I started watching them at this time of year and in the autumn, whenever the ice is right. When the edges of the pond have open water, the otters come into the cove. They pop up for a breath or climb out to gobble their catch.

They do the same thing where the channel flows on the south side of the pond.

Otter-watching depends on serendipity. But in the right conditions, like an open flow or relatively thin ice, a patient watcher -- maybe from one of the causeways in Pittsfield or the parking lot at Laurel Lake in Lee -- may see one come up for a breath.

My favorite window for otter watching coincides with the maple sap flow, when the pond ice glazes over on freezing nights and then thaws on warm, sunny days.

Otters don't have to resort to moving water or to the edges of the lakes and ponds. They create poke holes for themselves.

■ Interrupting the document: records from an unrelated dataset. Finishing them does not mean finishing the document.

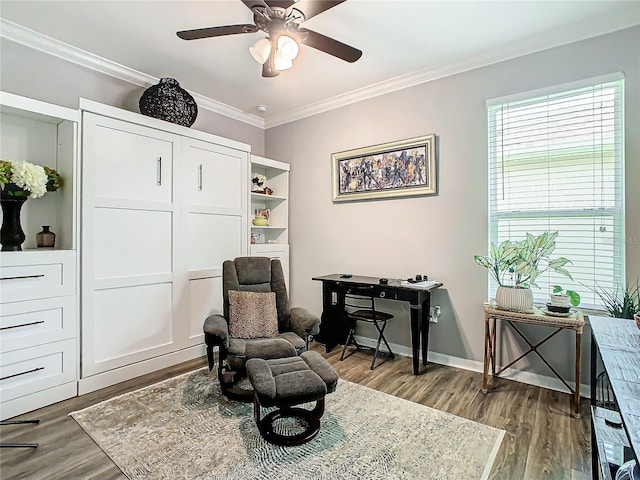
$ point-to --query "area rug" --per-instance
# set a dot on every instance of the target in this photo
(183, 428)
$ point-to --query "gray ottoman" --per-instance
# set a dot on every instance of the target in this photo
(286, 382)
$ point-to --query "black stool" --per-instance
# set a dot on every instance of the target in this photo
(362, 299)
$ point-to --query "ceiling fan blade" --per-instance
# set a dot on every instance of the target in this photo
(311, 8)
(258, 3)
(216, 31)
(281, 3)
(329, 45)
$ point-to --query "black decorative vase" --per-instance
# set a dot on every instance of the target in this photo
(11, 235)
(170, 102)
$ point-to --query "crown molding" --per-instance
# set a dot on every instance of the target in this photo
(43, 43)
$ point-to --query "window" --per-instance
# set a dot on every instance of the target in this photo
(556, 163)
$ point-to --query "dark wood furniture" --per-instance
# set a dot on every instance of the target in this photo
(616, 342)
(334, 326)
(573, 322)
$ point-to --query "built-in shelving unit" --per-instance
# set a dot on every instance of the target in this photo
(38, 291)
(272, 240)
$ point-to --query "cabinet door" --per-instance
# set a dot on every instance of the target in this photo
(214, 176)
(130, 288)
(129, 161)
(214, 223)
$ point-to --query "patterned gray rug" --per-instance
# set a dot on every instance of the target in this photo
(184, 428)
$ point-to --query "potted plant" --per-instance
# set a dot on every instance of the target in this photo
(561, 297)
(515, 266)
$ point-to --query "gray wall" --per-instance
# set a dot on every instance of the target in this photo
(437, 235)
(30, 73)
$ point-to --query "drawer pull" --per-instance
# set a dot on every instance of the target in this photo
(21, 277)
(159, 172)
(21, 373)
(22, 325)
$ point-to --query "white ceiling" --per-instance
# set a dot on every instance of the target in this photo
(404, 42)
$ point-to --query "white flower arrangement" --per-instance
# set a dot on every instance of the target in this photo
(26, 179)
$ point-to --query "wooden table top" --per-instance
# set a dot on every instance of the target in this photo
(538, 316)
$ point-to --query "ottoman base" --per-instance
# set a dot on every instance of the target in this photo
(284, 383)
(310, 417)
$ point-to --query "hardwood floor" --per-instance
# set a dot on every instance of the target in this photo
(542, 441)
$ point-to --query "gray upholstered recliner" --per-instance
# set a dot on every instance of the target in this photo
(295, 325)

In winter, they keep their poke holes open in the ice so that they have places to come up for air when the pond freezes over, and because they can't eat under water. They have to make their way onto the ice or to the shore in order to dine. It's a triumph to see one emerge, given the work involved.

The holes give otter-watchers a place to start. Sometimes there are two or three within a stone's throw of each other. It may take time, though, to see a snout come up through one. How long depends on how good the fishing is and how the otter's luck is running.

I was fishing when I saw my first otter on the Westfield River, half a life ago, and all I saw was a fleeting glimpse of a dark brown speedster on the opposite bank.

They blast around under the ice at speeds around 7 miles per hour, propelled by their powerful back legs. And they lurch fast enough to catch trout -- no mean feat.